Ich werde im Verlauf der nächsten Tage an dieser Stelle noch im Detail auf die interessantesten neuen Funktionen von YAML 3.1 eingehen. Im Rahmen dieser Kurzmeldung will ich es bei der Verlinkung der interessantesten neuen Layoutbeispiele belassen, die einen guten Eindruck von der stark erweiterten Leistungsfähigkeit des Systems vermitteln.
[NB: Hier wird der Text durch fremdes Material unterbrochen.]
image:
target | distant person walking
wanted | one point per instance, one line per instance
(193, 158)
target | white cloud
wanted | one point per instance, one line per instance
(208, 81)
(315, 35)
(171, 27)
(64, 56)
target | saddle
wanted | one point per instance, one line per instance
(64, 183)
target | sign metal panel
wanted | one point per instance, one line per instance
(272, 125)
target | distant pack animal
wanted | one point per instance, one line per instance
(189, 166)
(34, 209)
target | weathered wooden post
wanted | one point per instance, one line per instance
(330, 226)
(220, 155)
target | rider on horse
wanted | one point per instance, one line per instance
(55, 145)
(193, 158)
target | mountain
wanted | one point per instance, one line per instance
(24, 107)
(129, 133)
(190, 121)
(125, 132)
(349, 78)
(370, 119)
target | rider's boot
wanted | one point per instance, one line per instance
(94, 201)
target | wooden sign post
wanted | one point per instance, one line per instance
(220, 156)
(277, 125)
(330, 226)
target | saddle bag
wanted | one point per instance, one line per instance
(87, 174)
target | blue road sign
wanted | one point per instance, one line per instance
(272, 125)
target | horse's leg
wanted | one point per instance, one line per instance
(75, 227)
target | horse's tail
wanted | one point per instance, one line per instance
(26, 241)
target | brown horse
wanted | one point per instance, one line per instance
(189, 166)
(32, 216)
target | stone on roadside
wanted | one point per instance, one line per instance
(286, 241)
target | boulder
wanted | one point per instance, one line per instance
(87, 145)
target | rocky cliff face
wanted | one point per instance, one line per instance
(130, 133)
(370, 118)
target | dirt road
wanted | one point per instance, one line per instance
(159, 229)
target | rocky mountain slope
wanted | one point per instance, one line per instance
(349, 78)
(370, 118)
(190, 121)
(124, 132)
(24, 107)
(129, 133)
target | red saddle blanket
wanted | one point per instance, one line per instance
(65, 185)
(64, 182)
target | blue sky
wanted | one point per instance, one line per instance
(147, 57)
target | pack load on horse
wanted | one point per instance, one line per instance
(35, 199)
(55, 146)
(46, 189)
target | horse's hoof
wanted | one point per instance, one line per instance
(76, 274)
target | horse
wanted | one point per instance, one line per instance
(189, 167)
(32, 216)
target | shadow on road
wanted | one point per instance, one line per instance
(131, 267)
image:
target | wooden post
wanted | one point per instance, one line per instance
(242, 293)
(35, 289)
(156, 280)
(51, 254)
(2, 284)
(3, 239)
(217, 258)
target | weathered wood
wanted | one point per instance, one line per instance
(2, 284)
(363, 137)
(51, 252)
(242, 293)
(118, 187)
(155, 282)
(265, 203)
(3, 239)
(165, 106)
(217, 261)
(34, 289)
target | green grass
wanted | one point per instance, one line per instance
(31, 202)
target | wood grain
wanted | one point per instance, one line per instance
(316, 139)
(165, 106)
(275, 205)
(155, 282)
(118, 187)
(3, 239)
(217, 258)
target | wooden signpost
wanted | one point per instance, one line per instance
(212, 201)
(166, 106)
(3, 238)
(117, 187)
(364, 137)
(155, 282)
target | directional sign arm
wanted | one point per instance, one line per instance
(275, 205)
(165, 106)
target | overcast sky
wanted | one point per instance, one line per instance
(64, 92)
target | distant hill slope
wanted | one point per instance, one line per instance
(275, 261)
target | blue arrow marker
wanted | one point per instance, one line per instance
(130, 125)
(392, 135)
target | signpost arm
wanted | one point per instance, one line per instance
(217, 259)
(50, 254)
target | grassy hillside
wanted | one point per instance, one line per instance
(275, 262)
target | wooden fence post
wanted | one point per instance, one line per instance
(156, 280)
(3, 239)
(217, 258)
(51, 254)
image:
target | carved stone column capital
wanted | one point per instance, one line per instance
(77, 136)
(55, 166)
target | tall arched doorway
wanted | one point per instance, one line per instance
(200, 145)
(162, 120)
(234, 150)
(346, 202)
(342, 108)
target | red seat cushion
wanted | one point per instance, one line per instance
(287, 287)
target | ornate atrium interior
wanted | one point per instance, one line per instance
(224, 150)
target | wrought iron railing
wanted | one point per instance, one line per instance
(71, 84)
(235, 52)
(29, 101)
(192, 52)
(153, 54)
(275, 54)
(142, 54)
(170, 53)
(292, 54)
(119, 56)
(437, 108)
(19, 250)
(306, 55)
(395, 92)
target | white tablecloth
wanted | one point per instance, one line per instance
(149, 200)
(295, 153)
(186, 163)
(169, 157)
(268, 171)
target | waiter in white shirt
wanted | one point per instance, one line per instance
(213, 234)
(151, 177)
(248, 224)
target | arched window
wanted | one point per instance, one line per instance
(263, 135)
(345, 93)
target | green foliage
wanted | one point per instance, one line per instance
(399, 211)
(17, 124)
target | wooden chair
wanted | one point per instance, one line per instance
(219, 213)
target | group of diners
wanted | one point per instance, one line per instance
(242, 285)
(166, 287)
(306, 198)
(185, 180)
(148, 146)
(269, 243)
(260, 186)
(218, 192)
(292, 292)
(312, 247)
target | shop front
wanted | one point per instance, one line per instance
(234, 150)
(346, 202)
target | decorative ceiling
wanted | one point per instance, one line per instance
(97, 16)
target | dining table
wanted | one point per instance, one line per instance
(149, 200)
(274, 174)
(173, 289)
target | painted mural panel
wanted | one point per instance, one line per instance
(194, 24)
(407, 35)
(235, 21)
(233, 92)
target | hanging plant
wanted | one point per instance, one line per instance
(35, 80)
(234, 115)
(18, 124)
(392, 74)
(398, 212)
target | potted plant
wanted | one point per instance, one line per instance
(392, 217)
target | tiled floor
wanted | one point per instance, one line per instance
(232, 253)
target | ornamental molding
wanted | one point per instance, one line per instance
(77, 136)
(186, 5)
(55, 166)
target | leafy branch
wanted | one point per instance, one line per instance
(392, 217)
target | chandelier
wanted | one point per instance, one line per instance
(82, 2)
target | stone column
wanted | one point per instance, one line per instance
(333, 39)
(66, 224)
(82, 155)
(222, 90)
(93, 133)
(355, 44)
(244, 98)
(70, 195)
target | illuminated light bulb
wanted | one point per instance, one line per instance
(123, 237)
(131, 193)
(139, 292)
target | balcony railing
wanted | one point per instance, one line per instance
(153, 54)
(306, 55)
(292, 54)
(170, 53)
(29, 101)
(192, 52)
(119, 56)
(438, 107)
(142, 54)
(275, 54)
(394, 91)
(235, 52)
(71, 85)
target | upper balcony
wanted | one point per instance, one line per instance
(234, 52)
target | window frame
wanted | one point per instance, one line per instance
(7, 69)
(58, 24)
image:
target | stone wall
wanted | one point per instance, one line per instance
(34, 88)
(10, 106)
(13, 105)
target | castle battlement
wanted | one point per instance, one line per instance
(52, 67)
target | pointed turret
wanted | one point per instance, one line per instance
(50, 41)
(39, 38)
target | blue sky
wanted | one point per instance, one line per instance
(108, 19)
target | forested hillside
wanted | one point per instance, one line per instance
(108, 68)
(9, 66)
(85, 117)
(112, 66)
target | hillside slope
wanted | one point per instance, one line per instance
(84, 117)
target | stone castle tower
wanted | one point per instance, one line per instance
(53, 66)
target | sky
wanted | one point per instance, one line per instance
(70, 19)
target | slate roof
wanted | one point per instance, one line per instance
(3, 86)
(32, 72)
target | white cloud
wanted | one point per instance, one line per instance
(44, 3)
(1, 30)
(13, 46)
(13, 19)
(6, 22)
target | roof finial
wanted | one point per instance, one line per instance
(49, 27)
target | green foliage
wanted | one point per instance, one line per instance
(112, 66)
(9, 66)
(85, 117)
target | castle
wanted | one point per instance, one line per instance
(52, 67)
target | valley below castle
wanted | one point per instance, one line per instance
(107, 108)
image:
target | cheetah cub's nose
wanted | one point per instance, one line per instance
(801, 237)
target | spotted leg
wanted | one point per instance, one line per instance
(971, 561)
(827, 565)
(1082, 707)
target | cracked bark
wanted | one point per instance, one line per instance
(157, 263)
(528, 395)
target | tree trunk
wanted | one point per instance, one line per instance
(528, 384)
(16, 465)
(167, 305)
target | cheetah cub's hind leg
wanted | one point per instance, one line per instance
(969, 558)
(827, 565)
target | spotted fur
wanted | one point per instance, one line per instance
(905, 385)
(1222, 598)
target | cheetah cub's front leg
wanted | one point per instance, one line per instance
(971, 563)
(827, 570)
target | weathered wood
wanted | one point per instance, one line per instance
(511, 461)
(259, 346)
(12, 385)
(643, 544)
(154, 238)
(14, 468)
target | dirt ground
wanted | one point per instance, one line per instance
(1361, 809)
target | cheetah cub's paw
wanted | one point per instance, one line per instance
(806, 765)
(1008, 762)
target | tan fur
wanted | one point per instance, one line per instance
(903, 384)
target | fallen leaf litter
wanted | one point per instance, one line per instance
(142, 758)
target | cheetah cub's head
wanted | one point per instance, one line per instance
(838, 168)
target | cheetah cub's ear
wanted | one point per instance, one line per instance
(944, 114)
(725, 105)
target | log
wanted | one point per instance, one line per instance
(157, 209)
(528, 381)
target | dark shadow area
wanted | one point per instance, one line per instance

Daneben gibt es zahlreiche weitere kleine Verbesserungen über die in Summe wie immer das Changelog Auskunft gibt. Sowohl das “Simple Project” als auch der YAML-Builder wurden bereits auf YAML 3.1 aktualisiert, wobei der Builder natürlich noch nicht die neuen Gestaltungsmöglichkeiten unterstützt (so schnell bin ich nun auch wieder nicht) aber zumindest zu YAML 3.1 kompatiblen Code generiert.

Damit wünsche ich allen Anwendern viel Spaß mit der neuen Version.